Safety Implications of Explainable Artificial Intelligence in End-to-End Autonomous Driving
Shahin Atakishiyev, Mohammad Salameh, Randy Goebel
TL;DR
This work investigates how explainable AI (XAI) can affect safety in end-to-end autonomous driving, highlighting that explanations can reveal latent training-data patterns contributing to failures and guide targeted data augmentation. It analyzes safety concepts, XAI taxonomies (visual, RL/IL–based, and LLM/VLM–based explanations), and time granularity, then validates with analytical case studies and two experiments (VideoQA-based action explanations and SHAP-based feature attribution). The findings show safety benefits in real-time monitoring, failure detection, and regulatory compliance, while also noting limitations such as adversarial explanations and uncertainty handling. Overall, the paper provides a framework for integrating explanations to improve safety, trust, and regulatory acceptability for end-to-end AVs, differentiating the end-to-end approach from modular pipelines by emphasizing data-driven safety improvements via explanations.
Abstract
The end-to-end learning pipeline is gradually creating a paradigm shift in the ongoing development of highly autonomous vehicles (AVs), largely due to advances in deep learning, the availability of large-scale training datasets, and improvements in integrated sensor devices. However, a lack of explainability in real-time decisions with contemporary learning methods impedes user trust and attenuates the widespread deployment and commercialization of such vehicles. Moreover, the issue is exacerbated when these vehicles are involved in or cause traffic accidents. Consequently, explainability in end-to-end autonomous driving is essential to build trust in vehicular automation. With that said, automotive researchers have not yet rigorously explored safety benefits and consequences of explanations in end-to-end autonomous driving. This paper aims to bridge the gaps between these topics and seeks to answer the following research question: What are safety implications of explanations in end-to-end autonomous driving?
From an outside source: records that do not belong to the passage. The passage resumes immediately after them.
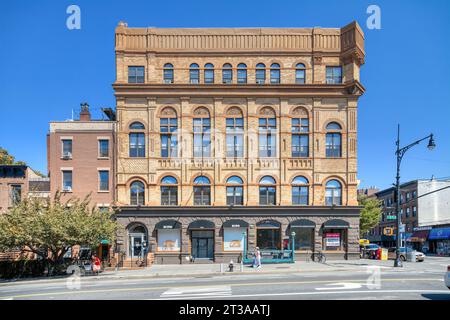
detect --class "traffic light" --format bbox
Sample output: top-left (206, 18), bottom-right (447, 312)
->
top-left (383, 227), bottom-right (394, 236)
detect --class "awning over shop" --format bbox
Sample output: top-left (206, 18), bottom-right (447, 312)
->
top-left (289, 219), bottom-right (316, 228)
top-left (323, 219), bottom-right (349, 229)
top-left (406, 230), bottom-right (430, 242)
top-left (188, 220), bottom-right (215, 229)
top-left (428, 227), bottom-right (450, 240)
top-left (256, 220), bottom-right (281, 229)
top-left (155, 220), bottom-right (181, 230)
top-left (223, 219), bottom-right (249, 228)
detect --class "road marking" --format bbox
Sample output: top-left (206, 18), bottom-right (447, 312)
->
top-left (152, 289), bottom-right (450, 300)
top-left (160, 286), bottom-right (231, 299)
top-left (0, 278), bottom-right (443, 300)
top-left (315, 282), bottom-right (364, 290)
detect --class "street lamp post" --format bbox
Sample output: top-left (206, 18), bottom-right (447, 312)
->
top-left (393, 124), bottom-right (435, 267)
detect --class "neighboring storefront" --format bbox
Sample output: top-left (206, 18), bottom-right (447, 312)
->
top-left (427, 227), bottom-right (450, 256)
top-left (406, 226), bottom-right (431, 252)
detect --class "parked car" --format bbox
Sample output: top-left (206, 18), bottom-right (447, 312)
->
top-left (399, 247), bottom-right (425, 262)
top-left (360, 244), bottom-right (380, 259)
top-left (445, 266), bottom-right (450, 289)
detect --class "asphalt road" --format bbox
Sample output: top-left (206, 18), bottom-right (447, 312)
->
top-left (1, 258), bottom-right (449, 300)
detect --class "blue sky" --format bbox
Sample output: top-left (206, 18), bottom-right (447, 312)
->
top-left (1, 0), bottom-right (449, 190)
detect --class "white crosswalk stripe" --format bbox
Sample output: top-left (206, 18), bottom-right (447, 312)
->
top-left (160, 286), bottom-right (232, 299)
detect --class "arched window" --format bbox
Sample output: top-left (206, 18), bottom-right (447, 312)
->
top-left (226, 107), bottom-right (244, 158)
top-left (295, 63), bottom-right (306, 84)
top-left (160, 108), bottom-right (177, 158)
top-left (130, 181), bottom-right (145, 205)
top-left (292, 176), bottom-right (309, 205)
top-left (222, 63), bottom-right (233, 84)
top-left (259, 176), bottom-right (276, 205)
top-left (163, 63), bottom-right (174, 83)
top-left (204, 63), bottom-right (214, 84)
top-left (161, 176), bottom-right (178, 205)
top-left (189, 63), bottom-right (200, 84)
top-left (326, 122), bottom-right (342, 158)
top-left (237, 63), bottom-right (247, 84)
top-left (256, 63), bottom-right (266, 84)
top-left (270, 63), bottom-right (280, 84)
top-left (226, 176), bottom-right (243, 206)
top-left (193, 176), bottom-right (211, 205)
top-left (193, 108), bottom-right (211, 158)
top-left (259, 107), bottom-right (277, 157)
top-left (129, 122), bottom-right (145, 157)
top-left (325, 180), bottom-right (342, 206)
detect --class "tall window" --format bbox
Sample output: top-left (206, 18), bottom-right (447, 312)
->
top-left (193, 110), bottom-right (211, 158)
top-left (62, 170), bottom-right (72, 192)
top-left (259, 110), bottom-right (277, 157)
top-left (270, 63), bottom-right (280, 84)
top-left (130, 181), bottom-right (145, 206)
top-left (295, 63), bottom-right (306, 84)
top-left (10, 185), bottom-right (22, 206)
top-left (189, 63), bottom-right (200, 84)
top-left (259, 176), bottom-right (276, 205)
top-left (292, 176), bottom-right (309, 205)
top-left (222, 63), bottom-right (233, 84)
top-left (226, 176), bottom-right (243, 206)
top-left (326, 66), bottom-right (342, 84)
top-left (99, 170), bottom-right (109, 191)
top-left (193, 176), bottom-right (211, 205)
top-left (326, 122), bottom-right (342, 158)
top-left (129, 122), bottom-right (145, 157)
top-left (62, 139), bottom-right (72, 158)
top-left (226, 111), bottom-right (244, 158)
top-left (161, 176), bottom-right (178, 206)
top-left (256, 63), bottom-right (266, 84)
top-left (237, 63), bottom-right (247, 84)
top-left (128, 66), bottom-right (145, 83)
top-left (325, 180), bottom-right (342, 206)
top-left (292, 118), bottom-right (309, 157)
top-left (160, 111), bottom-right (178, 158)
top-left (98, 139), bottom-right (109, 158)
top-left (204, 63), bottom-right (214, 84)
top-left (163, 63), bottom-right (174, 83)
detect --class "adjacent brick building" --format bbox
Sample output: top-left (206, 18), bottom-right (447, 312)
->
top-left (112, 21), bottom-right (366, 264)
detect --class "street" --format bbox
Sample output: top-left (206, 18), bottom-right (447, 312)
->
top-left (0, 257), bottom-right (449, 300)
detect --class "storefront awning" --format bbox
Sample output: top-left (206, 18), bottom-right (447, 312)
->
top-left (188, 220), bottom-right (215, 229)
top-left (428, 227), bottom-right (450, 240)
top-left (223, 219), bottom-right (249, 228)
top-left (323, 219), bottom-right (349, 229)
top-left (407, 230), bottom-right (430, 242)
top-left (289, 219), bottom-right (316, 228)
top-left (155, 220), bottom-right (181, 230)
top-left (256, 220), bottom-right (281, 229)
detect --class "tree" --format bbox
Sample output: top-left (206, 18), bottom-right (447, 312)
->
top-left (0, 147), bottom-right (15, 164)
top-left (0, 193), bottom-right (117, 275)
top-left (359, 195), bottom-right (382, 238)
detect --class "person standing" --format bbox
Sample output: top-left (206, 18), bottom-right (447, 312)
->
top-left (255, 247), bottom-right (261, 269)
top-left (92, 254), bottom-right (101, 275)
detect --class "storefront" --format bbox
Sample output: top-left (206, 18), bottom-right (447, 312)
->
top-left (428, 227), bottom-right (450, 256)
top-left (222, 219), bottom-right (248, 252)
top-left (321, 219), bottom-right (348, 258)
top-left (406, 227), bottom-right (430, 252)
top-left (188, 220), bottom-right (215, 260)
top-left (289, 219), bottom-right (315, 252)
top-left (256, 220), bottom-right (281, 250)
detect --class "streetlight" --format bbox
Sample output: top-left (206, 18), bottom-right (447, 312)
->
top-left (393, 124), bottom-right (435, 267)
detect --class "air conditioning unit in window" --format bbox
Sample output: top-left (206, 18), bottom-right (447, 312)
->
top-left (256, 79), bottom-right (265, 85)
top-left (164, 79), bottom-right (173, 84)
top-left (62, 152), bottom-right (72, 159)
top-left (190, 79), bottom-right (199, 84)
top-left (223, 79), bottom-right (232, 84)
top-left (63, 186), bottom-right (72, 192)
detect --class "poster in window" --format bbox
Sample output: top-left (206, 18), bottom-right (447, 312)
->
top-left (223, 227), bottom-right (246, 251)
top-left (325, 233), bottom-right (340, 247)
top-left (157, 229), bottom-right (180, 252)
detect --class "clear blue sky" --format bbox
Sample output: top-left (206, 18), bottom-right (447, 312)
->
top-left (1, 0), bottom-right (449, 190)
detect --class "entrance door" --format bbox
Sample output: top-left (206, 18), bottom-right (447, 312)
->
top-left (191, 230), bottom-right (214, 259)
top-left (130, 234), bottom-right (145, 258)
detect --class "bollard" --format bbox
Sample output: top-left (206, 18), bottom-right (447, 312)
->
top-left (220, 263), bottom-right (223, 273)
top-left (240, 261), bottom-right (243, 272)
top-left (229, 260), bottom-right (234, 272)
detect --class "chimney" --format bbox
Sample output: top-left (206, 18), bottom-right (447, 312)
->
top-left (79, 102), bottom-right (91, 121)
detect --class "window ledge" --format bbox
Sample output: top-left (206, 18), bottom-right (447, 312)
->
top-left (97, 157), bottom-right (110, 160)
top-left (98, 190), bottom-right (110, 193)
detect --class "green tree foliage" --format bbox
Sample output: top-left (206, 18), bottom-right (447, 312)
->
top-left (0, 193), bottom-right (117, 274)
top-left (0, 147), bottom-right (16, 164)
top-left (359, 195), bottom-right (382, 237)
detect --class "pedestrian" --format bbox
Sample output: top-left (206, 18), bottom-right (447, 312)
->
top-left (92, 254), bottom-right (101, 275)
top-left (255, 247), bottom-right (261, 269)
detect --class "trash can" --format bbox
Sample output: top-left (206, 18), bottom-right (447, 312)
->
top-left (381, 248), bottom-right (388, 261)
top-left (406, 251), bottom-right (415, 262)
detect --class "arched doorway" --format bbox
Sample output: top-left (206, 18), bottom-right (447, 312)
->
top-left (128, 224), bottom-right (148, 259)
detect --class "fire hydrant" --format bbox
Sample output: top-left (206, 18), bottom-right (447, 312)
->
top-left (229, 260), bottom-right (234, 272)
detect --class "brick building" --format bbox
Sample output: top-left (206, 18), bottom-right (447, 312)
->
top-left (112, 21), bottom-right (366, 264)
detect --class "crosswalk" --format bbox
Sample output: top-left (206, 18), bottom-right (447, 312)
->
top-left (160, 285), bottom-right (232, 299)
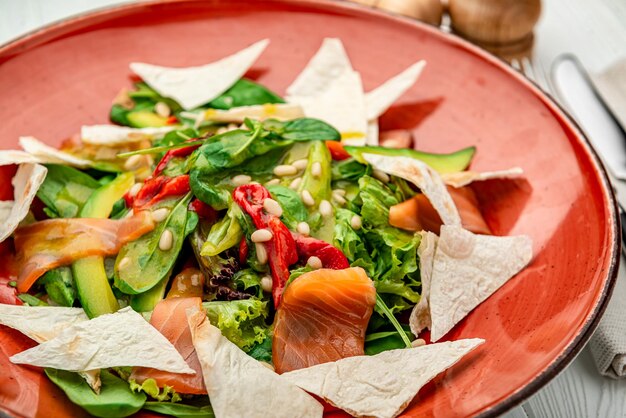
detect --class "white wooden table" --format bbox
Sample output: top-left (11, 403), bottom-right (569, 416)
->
top-left (1, 0), bottom-right (626, 416)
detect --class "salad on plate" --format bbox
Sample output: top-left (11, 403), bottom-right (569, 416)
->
top-left (0, 38), bottom-right (533, 418)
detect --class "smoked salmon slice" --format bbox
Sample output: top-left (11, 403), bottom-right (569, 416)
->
top-left (131, 297), bottom-right (206, 395)
top-left (272, 267), bottom-right (376, 374)
top-left (389, 186), bottom-right (491, 235)
top-left (13, 212), bottom-right (155, 292)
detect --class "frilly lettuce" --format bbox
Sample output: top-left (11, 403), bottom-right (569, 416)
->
top-left (202, 299), bottom-right (270, 352)
top-left (129, 378), bottom-right (181, 403)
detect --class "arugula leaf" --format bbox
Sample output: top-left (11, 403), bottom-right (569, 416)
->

In this regard, we first revisit established safety and explainability concepts in end-to-end driving. Furthermore, we present critical case studies and show the pivotal role of explanations in enhancing driving safety. Finally, we describe insights from empirical studies and reveal potential value, limitations, and caveats of practical explainable AI methods with respect to their potential impacts on safety of end-to-end driving.